自分deできる整体&健康生活|広島らくしんかん ”身体の平衡バランスと熱中症”

前号では「腎臓」がラジエーターの役割を果たして、

この猛暑下、たまった体内の熱を”汗”という水分にして排出することで

体内の温度を下げて”調節”していることをお話ししました。

 

”調節”というのは、

ある意味”バランス”つまり”平衡を保つ”ことでもあります。

 

人間には、二足歩行や、モノを見たり、聴いたりするときなども

さまざまな平衡能力を意識的あるいは無意識的に使って、

凸凹の道を歩いたり、読書で細かい字や遠くの景色を見たり、雑踏のなかで人の声が

聞きわけることができるのです。

 

ところで、この”平衡”というのは、何か身体で異常事態が発生すると

これを通常の状態に戻そうとする役割もあります。

 

しかし、この”平衡”ですが、

当然ながら人によっても差がありますし、

その当の本人であっても、その時によって変わっていくことがあります。

 

一般的なことになりますが、

若者と、年配者・乳幼児と較べると、若い人の方が平衡バランスの能力が

すぐれています。
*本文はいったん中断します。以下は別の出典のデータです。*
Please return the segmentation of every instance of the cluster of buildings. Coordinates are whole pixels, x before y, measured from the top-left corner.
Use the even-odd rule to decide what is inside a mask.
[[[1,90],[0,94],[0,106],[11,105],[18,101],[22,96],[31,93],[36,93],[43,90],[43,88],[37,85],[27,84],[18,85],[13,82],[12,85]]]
逆に小さな子供になると身体の機能が発達途上ということも

あって未熟なとこともあります。年配者に至っては、身体の弾力を失い衰えていくこともあって

平衡バランスの幅がどんどん小さくなってきます。

 

同じ異常事態を感じても、若い人にとっては何でもなく平衡能力が勝手に働いて

通常に戻ったとしても、年配・乳幼児になると自身の平衡能力の働きの幅が小さい為に

通常に戻れない時があります。

 

もうひとつ、同じ人であっても、その日・その時の体調や身体条件によって

身体の平衡能力に大きな負担を最初から背負って、いつも起こっている異常事態に

対応しきれないこともあります。

例えば、夏風邪をひいた、寝不足など、朝起きていつもと調子が違うなぁ~と

感じたときには注意が必要です。

 

本人の問題もありますが、体調の良い時の感覚を日頃より自分自身で敏感に感じとる

必要があります。そのなかで、朝起きたときや、その時に違和感を感じたら要注意です。

その時は可能な限り、炎天下での外出や作業は最小限にとどめ、さらに異常を感じたら

すぐに水分を補給できるよう水筒を携帯したり、涼しいところで休養するようにしましょう。

 

大事なポイントですが、屋内でも炎天下での外出や作業にかかわらず、

”汗が出きってしまって身体が火照りだした”、”息があがりだしてきた”

これは脱水が始まっており、身体の熱が発散が難しくなってきています。

つまり熱中症の兆候です。速やかに水分補給と休憩のタイミングです。

 

頭が痛くなる、目まいがする、クラクラと目がまわる、といった状態も要注意です。

作業をしていれば安全な場所に速やかに移動し、水分補給に涼しい処で休養する必要があります。

 

これは本人の感覚次第になります。

本人の感覚が鈍かったり、注意すべき感覚になっても

そのまま強行すると、どんどん事態が深刻になってしまいます。

 

他人だと、そういった微妙な感覚の変化に気づくことは至難だと思います。

何かあれば本人からスグ申告できるように、意思の疎通を良くしておくことが

必要です。身体の変化に気づけるよう観察眼を養うことも必要になります。

 

いずれにせよ、

本人にせよ、他人でも今日は”ちょっとおかしい”と感じたら注意すべきです。